Other certifications that can give financial controllers a competitive edge in the job market are the Chartered Financial Analyst (CFA) and Certified Management Accountant (CMA). To obtain these certifications, candidates are generally required to pass several examinations. To retain their CPA licensure and other certifications, controllers must complete regular continuing education.

5. Consider an advanced degree

Aspiring controllers can further their careers through a Master of Business Administration (MBA) program or another closely related degree. A masters degree provides complex instruction in financial strategy and helps aspiring controllers develop strong leadership skills.

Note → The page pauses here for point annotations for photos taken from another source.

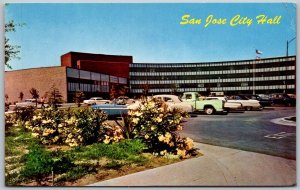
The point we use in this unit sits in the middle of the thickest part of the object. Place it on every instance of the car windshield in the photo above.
(243, 98)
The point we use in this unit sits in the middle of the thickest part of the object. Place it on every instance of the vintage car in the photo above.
(124, 100)
(200, 104)
(283, 99)
(96, 100)
(263, 100)
(246, 102)
(175, 102)
(112, 110)
(227, 105)
(27, 103)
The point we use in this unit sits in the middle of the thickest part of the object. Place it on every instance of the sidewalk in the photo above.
(218, 167)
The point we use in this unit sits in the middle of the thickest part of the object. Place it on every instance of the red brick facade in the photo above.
(39, 78)
(108, 64)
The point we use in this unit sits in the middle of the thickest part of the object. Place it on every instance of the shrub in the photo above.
(71, 127)
(10, 120)
(38, 163)
(158, 128)
(24, 114)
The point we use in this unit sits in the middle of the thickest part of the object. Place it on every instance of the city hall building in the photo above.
(98, 74)
(270, 75)
(93, 74)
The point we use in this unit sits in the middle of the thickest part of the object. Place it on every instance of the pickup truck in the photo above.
(208, 106)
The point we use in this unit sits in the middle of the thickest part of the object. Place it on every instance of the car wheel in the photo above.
(248, 108)
(209, 110)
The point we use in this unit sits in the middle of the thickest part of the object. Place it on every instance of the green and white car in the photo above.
(208, 106)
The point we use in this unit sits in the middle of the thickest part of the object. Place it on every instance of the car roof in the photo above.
(165, 95)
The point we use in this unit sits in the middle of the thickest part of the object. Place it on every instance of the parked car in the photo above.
(263, 99)
(175, 102)
(246, 102)
(208, 106)
(124, 100)
(283, 99)
(227, 105)
(96, 100)
(112, 110)
(27, 103)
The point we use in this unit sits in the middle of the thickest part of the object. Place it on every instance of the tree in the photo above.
(55, 96)
(11, 51)
(6, 97)
(113, 92)
(35, 95)
(21, 96)
(79, 96)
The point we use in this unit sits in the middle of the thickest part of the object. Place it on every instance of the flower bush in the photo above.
(158, 127)
(111, 134)
(10, 120)
(74, 128)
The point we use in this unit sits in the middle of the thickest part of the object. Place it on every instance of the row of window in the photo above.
(73, 87)
(205, 64)
(234, 88)
(212, 80)
(76, 73)
(212, 72)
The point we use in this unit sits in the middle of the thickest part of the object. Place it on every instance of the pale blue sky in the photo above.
(148, 32)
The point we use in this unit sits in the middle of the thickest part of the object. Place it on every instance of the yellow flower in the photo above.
(171, 144)
(135, 120)
(163, 152)
(138, 113)
(181, 153)
(179, 127)
(189, 144)
(161, 138)
(158, 119)
(168, 135)
(35, 134)
(106, 141)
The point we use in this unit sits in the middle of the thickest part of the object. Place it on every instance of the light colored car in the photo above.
(96, 100)
(247, 103)
(175, 102)
(27, 103)
(227, 105)
(124, 100)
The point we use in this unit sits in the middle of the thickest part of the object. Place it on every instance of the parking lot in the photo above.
(252, 131)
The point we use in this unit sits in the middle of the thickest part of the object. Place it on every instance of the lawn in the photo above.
(73, 166)
(75, 147)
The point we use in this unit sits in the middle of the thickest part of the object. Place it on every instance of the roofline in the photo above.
(35, 68)
(75, 52)
(220, 61)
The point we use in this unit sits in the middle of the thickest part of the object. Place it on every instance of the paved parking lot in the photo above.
(252, 131)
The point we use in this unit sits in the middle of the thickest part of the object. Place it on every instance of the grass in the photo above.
(75, 166)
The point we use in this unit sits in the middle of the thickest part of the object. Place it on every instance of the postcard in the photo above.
(150, 94)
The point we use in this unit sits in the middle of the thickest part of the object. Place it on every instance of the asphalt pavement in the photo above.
(218, 166)
(255, 131)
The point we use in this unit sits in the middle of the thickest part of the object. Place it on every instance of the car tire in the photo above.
(209, 111)
(248, 108)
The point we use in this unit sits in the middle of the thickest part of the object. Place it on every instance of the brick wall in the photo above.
(40, 78)
(109, 64)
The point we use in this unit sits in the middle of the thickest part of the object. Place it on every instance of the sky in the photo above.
(151, 33)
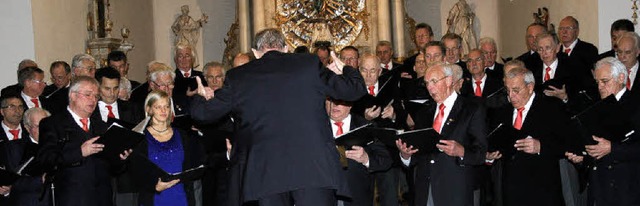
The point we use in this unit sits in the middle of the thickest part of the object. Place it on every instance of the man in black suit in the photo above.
(628, 52)
(184, 58)
(446, 178)
(111, 109)
(28, 189)
(618, 27)
(31, 80)
(270, 162)
(530, 57)
(613, 175)
(81, 65)
(384, 52)
(581, 54)
(453, 45)
(60, 77)
(118, 60)
(361, 161)
(482, 84)
(11, 144)
(15, 88)
(490, 52)
(530, 170)
(68, 149)
(422, 35)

Frequently asked questions about a career as a financial controller

Here are a couple of the most frequently asked questions about a career as a financial controller.

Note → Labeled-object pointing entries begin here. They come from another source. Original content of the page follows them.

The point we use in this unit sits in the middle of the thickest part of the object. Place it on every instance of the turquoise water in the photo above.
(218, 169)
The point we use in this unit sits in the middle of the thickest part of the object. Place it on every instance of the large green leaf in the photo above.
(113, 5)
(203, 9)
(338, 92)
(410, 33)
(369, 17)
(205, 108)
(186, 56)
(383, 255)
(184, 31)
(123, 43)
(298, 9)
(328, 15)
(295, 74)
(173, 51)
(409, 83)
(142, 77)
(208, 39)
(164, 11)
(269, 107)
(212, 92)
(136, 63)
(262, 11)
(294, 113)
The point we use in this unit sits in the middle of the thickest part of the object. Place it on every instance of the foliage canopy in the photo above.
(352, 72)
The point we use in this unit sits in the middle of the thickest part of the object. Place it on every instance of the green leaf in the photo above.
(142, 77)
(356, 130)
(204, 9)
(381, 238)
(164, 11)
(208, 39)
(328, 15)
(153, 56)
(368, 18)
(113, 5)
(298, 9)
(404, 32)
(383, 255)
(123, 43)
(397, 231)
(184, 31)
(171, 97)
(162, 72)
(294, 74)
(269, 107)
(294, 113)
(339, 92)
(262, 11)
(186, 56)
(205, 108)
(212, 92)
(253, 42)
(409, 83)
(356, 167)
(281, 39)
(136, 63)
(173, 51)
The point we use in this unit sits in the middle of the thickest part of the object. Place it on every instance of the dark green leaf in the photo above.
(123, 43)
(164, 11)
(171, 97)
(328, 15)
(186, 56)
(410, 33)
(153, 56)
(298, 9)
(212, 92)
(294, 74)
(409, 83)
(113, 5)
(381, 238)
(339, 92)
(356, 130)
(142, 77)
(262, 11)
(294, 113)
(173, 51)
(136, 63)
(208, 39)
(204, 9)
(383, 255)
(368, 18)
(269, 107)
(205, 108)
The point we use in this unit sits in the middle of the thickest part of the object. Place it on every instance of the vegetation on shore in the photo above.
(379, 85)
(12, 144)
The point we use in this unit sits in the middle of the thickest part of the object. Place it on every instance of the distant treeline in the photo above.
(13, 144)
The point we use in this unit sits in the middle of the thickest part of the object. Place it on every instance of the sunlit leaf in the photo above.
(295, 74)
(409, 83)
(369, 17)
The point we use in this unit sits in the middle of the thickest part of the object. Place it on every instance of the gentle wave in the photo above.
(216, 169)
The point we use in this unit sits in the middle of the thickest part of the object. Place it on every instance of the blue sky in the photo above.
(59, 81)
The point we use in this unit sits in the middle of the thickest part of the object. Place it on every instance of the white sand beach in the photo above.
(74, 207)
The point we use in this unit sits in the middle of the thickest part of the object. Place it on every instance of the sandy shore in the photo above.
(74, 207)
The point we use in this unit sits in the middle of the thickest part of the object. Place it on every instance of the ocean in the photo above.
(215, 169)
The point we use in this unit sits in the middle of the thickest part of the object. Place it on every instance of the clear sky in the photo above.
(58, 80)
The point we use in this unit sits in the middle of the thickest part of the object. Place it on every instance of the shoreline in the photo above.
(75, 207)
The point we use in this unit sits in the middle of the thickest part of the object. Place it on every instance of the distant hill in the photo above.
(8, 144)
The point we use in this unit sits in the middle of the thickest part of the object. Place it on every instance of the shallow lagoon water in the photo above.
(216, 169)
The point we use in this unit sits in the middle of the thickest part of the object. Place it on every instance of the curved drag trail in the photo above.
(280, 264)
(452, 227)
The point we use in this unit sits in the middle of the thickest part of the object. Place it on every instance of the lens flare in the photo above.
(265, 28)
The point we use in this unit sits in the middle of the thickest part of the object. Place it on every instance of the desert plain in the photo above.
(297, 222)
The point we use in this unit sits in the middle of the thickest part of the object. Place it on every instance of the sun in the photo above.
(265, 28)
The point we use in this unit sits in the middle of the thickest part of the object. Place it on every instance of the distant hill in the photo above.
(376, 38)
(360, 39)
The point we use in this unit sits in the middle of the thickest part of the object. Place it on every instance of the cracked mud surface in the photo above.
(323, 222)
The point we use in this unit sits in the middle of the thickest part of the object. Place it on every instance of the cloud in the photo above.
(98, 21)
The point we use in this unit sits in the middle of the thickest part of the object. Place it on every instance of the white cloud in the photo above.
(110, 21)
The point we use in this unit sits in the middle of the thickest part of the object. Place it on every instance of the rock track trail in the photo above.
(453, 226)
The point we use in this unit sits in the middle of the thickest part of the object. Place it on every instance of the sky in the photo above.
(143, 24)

Is a financial controller considered an in-demand career?

Job growth for financial managers controllers largely depends on the industry, according to the BLS, but growth for these careers is projected to be 16% from 2018 to 2028, far faster than the average for all jobs.

Whats the difference between a CFO and controller?

The controller is focused on compliance and record-keeping while the CFO is figured on planning and the future performance of the company. In other words, the controller is focused on tactics while the CFO is focused on strategy.

FAQ

Is financial controller an accountant?

An accountant, or practitioner of accounting, keeps and analyzes financial records. A controller, or comptroller, oversees the accounting operations of a firm, including managing staff. Because controllers’ duties and responsibilities expand beyond that of an accountant, they typically command larger salaries.

What is the difference between CFO and controller?

The CFO plays a significant role in strategizing for the company’s future, pushing the organization forward, and advising stakeholders about important business decisions. The controller, on the other hand, tends to carry out tactics that help with the day-to-day financial operations of the accounting department.

What are the 5 significant roles of a financial controller?

In conclusion, the ultimate responsibilities of financial controller are to deal with finance, accounting, production, marketing, personnel and operations to ensure that the business is profitable and there are proper internal controls.

Is financial controller a stressful job?

The vast majority (89 percent) of survey participants agree that the controller job has become more stressful. Whether it be the demand for speed (67 percent), a higher volume of work (64 percent), or compliance demands (63 percent), the newly-adopted duties are clearly taking their toll.